Juste une plaisanterie ou une véritable attaque ?

Chaque année, des centaines de jeunes, allant du plus jeune enfant au lycéen de Terminale, sont victimes de harcèlement. D’après le site de l’éducation nationale, le harcèlement touche « 12 % des écoliers de cycle 3 »,  « 10 % des collégiens » et « 3,4 % des lycéens ». Ce chiffre qui parait assez raisonnable sur le papier est impressionnant si on prend en compte l’ampleur des conséquences psychologiques. Certes, parfois infimes, mais toujours présentes.

Ces violences peuvent se traduire de différentes façons. Parfois même considérés comme « une blague » ou de « la taquinerie », les élèves ne pensent pas à blesser mais plus à faire rire les amis autour. Ce système est bien évidemment accentué par les réseaux sociaux, où une course effrénée à la critique la plus acide est ouverte. Entraînant les jeunes dans une espèce de compétition où le gagnant sera le plus sévère dans ses propos.

 

L’État a bien sûr mis en place des campagnes ou autres stratégies pour limiter le harcèlement comme par exemple l’intervention dans les salles de classe ou des vidéos de sensibilisation.  « Elles ne sont pas totalement inutiles mais redondantes.

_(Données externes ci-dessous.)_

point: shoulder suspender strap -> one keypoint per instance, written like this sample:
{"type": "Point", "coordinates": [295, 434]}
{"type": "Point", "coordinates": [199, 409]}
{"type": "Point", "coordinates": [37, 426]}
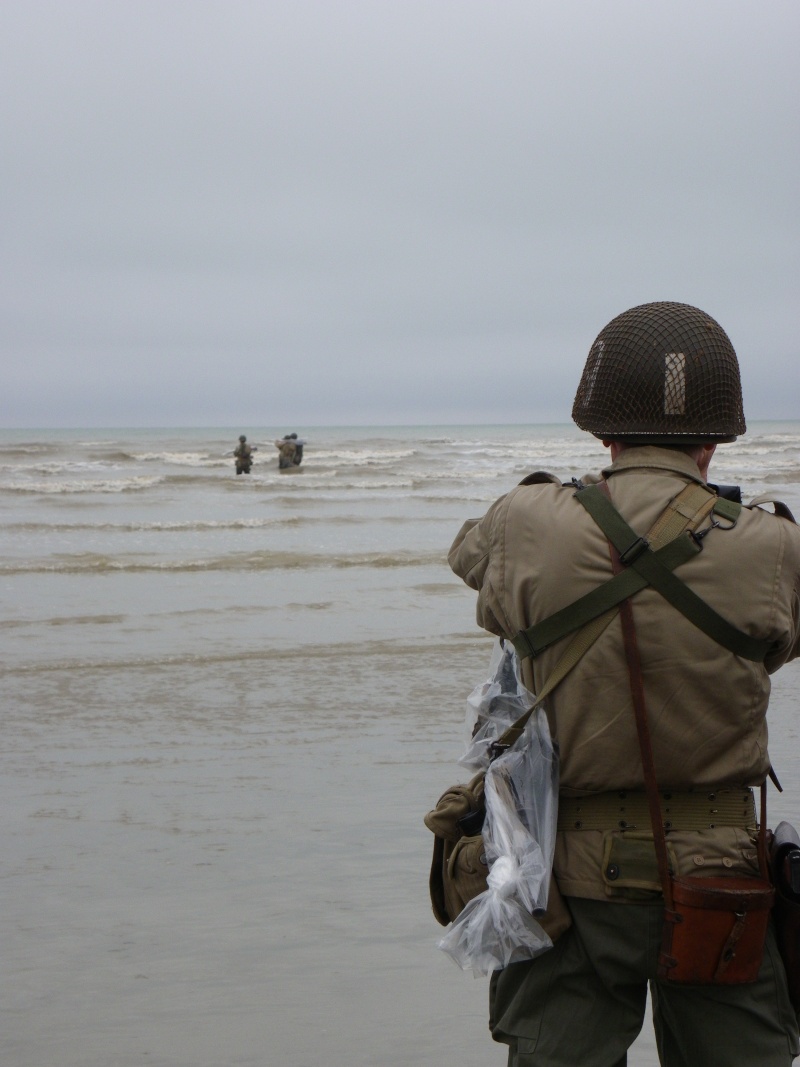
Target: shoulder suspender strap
{"type": "Point", "coordinates": [537, 638]}
{"type": "Point", "coordinates": [687, 510]}
{"type": "Point", "coordinates": [691, 507]}
{"type": "Point", "coordinates": [636, 554]}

Tous les ans, on nous présente les mêmes vidéos et ça en devient lassant. » Nous explique une lycéenne récemment sensibilisée. Cependant, dans ces campagnes, on traite seulement du harcèlement extrême. Les jeunes ne se sentant donc pas concernés, continue dans leurs comportements et même parfois l’aggrave. Le problème est qu’il n’y a pas de culpabilité de la part des élèves, concernant leurs actes comme légers et donc inoffensifs.

Pourtant ces petits détails influent même sur les jeunes qui ne sont pas directement concernés par ces violences. Désormais beaucoup de collégiens comme lycéens n’osent pas affirmer leurs goûts, de peur de ne pas « rentrer dans la norme » et donc de faire parler d’eux. Cette anxiété se ressent chez tous les adolescents et s’applique dans tous les domaines, cela peut être dans le domaine de la musique, du sport ou des goûts vestimentaires, ce qui est dommageable cela nuit à la diversité.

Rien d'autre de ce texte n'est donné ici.